Subject: pkg/19099: improvements to net/named9 (libbind, automatic rndc config, etc., etc.)
To: None <gnats-bugs@gnats.netbsd.org>
From: Greg A. Woods <woods@weird.com>
List: netbsd-bugs
Date: 11/18/2002 23:32:50
>Number: 19099
>Category: pkg
>Synopsis: improvements to net/named9 (libbind, automatic rndc config, etc., etc.)
>Confidential: no
>Severity: serious
>Priority: medium
>Responsible: pkg-manager
>State: open
>Class: sw-bug
>Submitter-Id: net
>Arrival-Date: Mon Nov 18 20:33:01 PST 2002
>Closed-Date:
>Last-Modified:
>Originator: Greg A. Woods
>Release: pkgsrc-2002/11/17
>Organization:
Planix, Inc.; Toronto, Ontario; Canada
>Environment:
System: NetBSD 1.5W
Architecture: i386
Machine: i386
>Description:
Here are some improvements to the net/named9 package
- fix pidfile handling so that it doesn't leave all (or at least
named's) RC.D scripts wide open to exploit by the user 'named'
runs as (without this fix /var/run must either be writable by
this user, or at least the named.pid file must be!!!! GRRR!!!!)

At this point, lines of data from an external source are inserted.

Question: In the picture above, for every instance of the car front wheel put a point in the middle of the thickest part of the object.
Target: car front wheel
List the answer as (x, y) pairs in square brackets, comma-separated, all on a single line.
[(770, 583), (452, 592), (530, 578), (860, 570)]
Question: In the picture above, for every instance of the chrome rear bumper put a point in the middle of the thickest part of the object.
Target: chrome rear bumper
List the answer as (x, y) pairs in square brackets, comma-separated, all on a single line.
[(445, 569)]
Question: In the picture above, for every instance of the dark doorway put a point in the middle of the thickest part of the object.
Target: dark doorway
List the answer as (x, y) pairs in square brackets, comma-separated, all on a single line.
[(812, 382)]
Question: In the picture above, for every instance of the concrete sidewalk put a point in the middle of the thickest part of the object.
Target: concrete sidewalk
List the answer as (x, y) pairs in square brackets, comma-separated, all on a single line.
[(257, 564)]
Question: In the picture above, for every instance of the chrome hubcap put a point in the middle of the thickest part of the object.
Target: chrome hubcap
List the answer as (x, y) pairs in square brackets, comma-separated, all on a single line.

(with such a lax attitude to security as this is it any wonder
new exploits continue to appear in BIND code?)
- rename the package from 'bind' to 'bind9' so as to make it
properly distinguishable from BIND-8 (a similar change needs to
be made to net/bind8) (this helps avoid issues with
audit-packages, as well as making it clearly obvious as to the
origins of an installed package -- it now matches its pkgsrc
module name, for instance)
- build and install libbind, the ported and presumably updated
BIND-8 resolver library for use with BIND-9 (WARNING: I've not
yet checked to see if the recent buf-ovflw fixes are included in
this version of the code).
- use RCD_SCRIPTS and <mk/bsd.pkg.install.mk>
- install a startup script for lwresd
- create a user and group for named to run as
- create a user and group for DNS administration (which
allows rndc usage)
- patch rndc-confgen so that it also sets the group owner of the
key file to be the primary group-id of the user. (this thing
really needs '-g group' and '-m mode' parameters too, but at
least with the group-id set we can chmod the file in the RC.D)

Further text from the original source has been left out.